Market opportunity and patient identification

• Estimated 10,000 ENPP1 deficiency patients in North America, Brazil, Japan, and Europe.

• Over 670 clinically or genetically diagnosed patients identified, with an additional 860 identified via medical record searches.

• Ongoing efforts to increase diagnosis rates, including newborn screening in the UK and awareness campaigns in Japan.

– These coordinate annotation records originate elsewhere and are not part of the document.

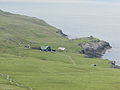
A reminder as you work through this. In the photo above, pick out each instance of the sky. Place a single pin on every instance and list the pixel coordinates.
(42, 0)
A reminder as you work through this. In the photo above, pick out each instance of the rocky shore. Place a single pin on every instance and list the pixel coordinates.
(95, 49)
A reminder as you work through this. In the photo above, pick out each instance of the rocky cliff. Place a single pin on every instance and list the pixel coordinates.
(95, 49)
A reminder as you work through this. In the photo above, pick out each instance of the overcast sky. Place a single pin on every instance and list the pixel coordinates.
(42, 0)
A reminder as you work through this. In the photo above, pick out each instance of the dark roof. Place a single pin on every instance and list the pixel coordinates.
(44, 47)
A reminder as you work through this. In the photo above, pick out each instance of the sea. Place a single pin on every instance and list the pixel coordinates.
(99, 18)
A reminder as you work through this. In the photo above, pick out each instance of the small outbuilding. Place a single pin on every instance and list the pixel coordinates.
(61, 49)
(45, 48)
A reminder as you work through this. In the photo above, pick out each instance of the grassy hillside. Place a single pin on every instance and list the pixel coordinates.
(28, 69)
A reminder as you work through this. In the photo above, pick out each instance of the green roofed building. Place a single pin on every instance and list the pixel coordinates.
(45, 48)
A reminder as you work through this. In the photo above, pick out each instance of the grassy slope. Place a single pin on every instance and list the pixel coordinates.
(44, 70)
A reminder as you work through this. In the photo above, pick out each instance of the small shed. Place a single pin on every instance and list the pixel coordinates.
(61, 49)
(45, 48)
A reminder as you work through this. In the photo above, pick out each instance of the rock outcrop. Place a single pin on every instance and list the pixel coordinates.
(95, 49)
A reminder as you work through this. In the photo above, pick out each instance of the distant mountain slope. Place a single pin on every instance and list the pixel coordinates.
(15, 29)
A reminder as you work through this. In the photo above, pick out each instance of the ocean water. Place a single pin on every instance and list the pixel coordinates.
(98, 18)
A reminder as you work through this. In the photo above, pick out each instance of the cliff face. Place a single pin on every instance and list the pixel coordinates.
(95, 49)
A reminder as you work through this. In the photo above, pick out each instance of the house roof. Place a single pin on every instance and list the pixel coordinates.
(44, 47)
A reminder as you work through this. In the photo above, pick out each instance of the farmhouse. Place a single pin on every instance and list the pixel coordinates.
(61, 49)
(45, 48)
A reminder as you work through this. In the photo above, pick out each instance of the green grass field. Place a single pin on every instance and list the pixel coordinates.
(48, 70)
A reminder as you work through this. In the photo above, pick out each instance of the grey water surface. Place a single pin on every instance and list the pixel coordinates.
(98, 18)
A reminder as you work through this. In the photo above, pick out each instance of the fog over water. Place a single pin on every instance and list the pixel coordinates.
(98, 18)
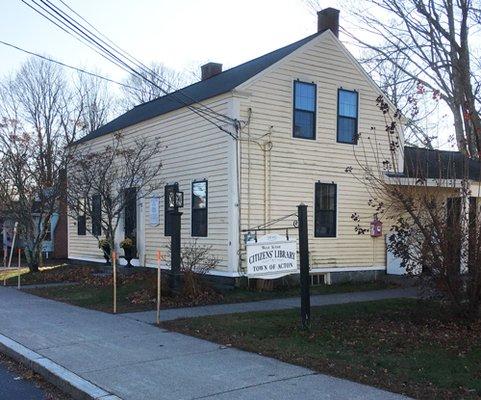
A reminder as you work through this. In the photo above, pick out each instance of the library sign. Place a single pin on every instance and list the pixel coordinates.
(272, 256)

• Rare disease pricing and market expansion could lead to blockbuster status.

• Registries and patient databases expected to grow as awareness and treatment availability increase.

Regulatory and commercialization strategy

• Energy 3 trial in children is the pivotal study for approval, supplemented by infant and adult data.

• Regulatory alignment in the US and Europe, with plans to file simultaneously in both regions.

• Pediatric study endpoints include plasma PPi change and rickets score; European regulators allow a relaxed statistical threshold.

• Long-term open-label extension planned for all pediatric participants post-52 weeks.

• Plans to expand indications to ABCC6 deficiency and calciphylaxis, with next-generation and gene therapy approaches in development.